This study has been completed.
Sponsor:
Information provided by (Responsible Party):
European Organisation for Research and Treatment of Cancer - EORTC
ClinicalTrials.gov Identifier:
NCT00498953
First received: July 10, 2007
Last updated: January 7, 2013
Last verified: January 2013
  Purpose

RATIONALE: Drugs used in chemotherapy, such as docetaxel, cisplatin, fluorouracil, and carboplatin, work in different ways to stop the growth of tumor cells, either by killing the cells or by stopping them from dividing. Radiation therapy uses high-energy x-rays to kill tumor cells. Lapatinib may stop the growth of tumor cells by blocking some of the enzymes needed for cell growth. Giving combination chemotherapy together with radiation therapy, with or without lapatinib, before surgery may make the tumor smaller and reduce the amount of normal tissue that needs to be removed or eliminate the need for surgery.

PURPOSE: This phase I/II trial is studying the side effects and best dose of combination chemotherapy given together with radiation therapy with or without lapatinib and to see how well it works in treating patients with locally advanced cancer of the larynx or hypopharynx.
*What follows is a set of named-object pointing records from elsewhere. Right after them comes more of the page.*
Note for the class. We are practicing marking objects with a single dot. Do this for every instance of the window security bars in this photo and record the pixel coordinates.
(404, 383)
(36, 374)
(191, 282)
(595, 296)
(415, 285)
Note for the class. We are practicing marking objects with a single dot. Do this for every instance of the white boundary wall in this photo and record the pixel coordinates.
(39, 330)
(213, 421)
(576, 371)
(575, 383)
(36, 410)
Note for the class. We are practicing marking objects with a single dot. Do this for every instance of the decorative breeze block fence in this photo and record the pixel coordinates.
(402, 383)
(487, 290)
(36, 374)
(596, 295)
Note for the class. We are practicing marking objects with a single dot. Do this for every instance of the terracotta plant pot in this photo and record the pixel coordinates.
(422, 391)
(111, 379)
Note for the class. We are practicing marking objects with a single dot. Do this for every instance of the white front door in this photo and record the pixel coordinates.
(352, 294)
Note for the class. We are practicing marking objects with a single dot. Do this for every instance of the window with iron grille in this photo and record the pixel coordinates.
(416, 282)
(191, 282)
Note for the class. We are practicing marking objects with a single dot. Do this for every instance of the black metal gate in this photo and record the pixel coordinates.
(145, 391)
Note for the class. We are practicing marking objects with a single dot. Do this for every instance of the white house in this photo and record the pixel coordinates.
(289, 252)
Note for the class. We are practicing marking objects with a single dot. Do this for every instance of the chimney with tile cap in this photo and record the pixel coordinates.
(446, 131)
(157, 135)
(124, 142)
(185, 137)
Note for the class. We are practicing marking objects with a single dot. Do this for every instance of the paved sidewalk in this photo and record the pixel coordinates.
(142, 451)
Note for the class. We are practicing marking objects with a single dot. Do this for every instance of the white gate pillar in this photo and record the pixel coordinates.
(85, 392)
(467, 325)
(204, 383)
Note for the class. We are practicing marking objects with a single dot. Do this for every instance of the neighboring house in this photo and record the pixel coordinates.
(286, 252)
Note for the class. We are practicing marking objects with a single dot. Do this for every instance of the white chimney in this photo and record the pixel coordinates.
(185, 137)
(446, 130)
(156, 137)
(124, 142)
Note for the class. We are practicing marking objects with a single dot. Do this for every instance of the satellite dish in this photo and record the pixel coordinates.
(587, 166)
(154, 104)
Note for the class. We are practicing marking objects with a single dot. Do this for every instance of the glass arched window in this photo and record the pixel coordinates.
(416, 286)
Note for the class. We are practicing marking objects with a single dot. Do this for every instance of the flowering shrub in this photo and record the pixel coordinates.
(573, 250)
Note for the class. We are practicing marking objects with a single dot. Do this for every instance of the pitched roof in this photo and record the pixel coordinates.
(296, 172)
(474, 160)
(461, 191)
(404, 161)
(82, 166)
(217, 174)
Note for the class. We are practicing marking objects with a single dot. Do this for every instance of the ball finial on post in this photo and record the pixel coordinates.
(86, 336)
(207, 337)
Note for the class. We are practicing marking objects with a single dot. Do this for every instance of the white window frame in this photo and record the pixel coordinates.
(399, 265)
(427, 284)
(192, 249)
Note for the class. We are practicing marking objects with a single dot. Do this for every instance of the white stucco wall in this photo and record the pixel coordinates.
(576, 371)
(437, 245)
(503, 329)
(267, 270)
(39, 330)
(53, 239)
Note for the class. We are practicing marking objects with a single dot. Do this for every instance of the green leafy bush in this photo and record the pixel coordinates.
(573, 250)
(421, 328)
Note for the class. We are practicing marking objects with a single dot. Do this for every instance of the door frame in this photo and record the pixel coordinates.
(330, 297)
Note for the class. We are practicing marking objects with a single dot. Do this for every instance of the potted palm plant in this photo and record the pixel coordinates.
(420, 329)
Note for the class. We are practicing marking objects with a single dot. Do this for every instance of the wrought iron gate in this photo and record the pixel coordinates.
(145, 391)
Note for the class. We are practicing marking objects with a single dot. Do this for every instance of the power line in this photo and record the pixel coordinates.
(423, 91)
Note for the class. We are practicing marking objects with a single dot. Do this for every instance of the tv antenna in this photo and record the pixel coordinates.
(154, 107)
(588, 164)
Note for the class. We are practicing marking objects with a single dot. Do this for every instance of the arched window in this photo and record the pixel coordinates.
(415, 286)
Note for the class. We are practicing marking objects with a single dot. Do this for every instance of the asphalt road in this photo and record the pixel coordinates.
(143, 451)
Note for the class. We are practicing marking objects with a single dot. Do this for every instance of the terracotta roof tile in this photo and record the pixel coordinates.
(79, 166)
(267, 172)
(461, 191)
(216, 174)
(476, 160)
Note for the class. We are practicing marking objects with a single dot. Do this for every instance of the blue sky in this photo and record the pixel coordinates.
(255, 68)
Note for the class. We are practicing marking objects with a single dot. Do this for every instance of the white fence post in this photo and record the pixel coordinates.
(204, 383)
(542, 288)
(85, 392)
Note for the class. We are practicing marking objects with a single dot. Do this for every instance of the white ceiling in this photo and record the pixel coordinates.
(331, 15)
Condition Intervention Phase
Head and Neck Cancer
Drug: carboplatin
Drug: cisplatin
Drug: docetaxel
Drug: fluorouracil
Drug: lapatinib ditosylate
Genetic: cytogenetic analysis
Genetic: fluorescence in situ hybridization
Genetic: in situ hybridization
Genetic: polymerase chain reaction
Genetic: reverse transcriptase-polymerase chain reaction
Other: immunohistochemistry staining method
Other: laboratory biomarker analysis
Procedure: conventional surgery
Procedure: neoadjuvant therapy
Radiation: fludeoxyglucose F 18
Radiation: radiation therapy
Phase 1
Phase 2

Study Type: Interventional
Study Design: Allocation: Randomized
Masking: Open Label
Primary Purpose: Treatment
Official Title: Phase I/II Study on Induction Chemotherapy Followed by Chemoradiation With or Without Lapatinib, a Dual EGFR/ErbB2 Kinase Inhibitor, in Patients With Locally Advanced Larynx and Hypopharynx Squamous Cell Carcinoma

Resource links provided by NLM:


Further study details as provided by European Organisation for Research and Treatment of Cancer - EORTC:

Primary Outcome Measures:
  • Maximum tolerated dose of lapatinib ditosylate (Phase I) [ Designated as safety issue: Yes ]
  • Dose-limiting toxicities of lapatinib ditosylate (Phase I) [ Designated as safety issue: Yes ]
  • Recommended dose of lapatinib ditosylate (Phase I) [ Designated as safety issue: No ]
  • Feasibility (Phase II) [ Designated as safety issue: No ]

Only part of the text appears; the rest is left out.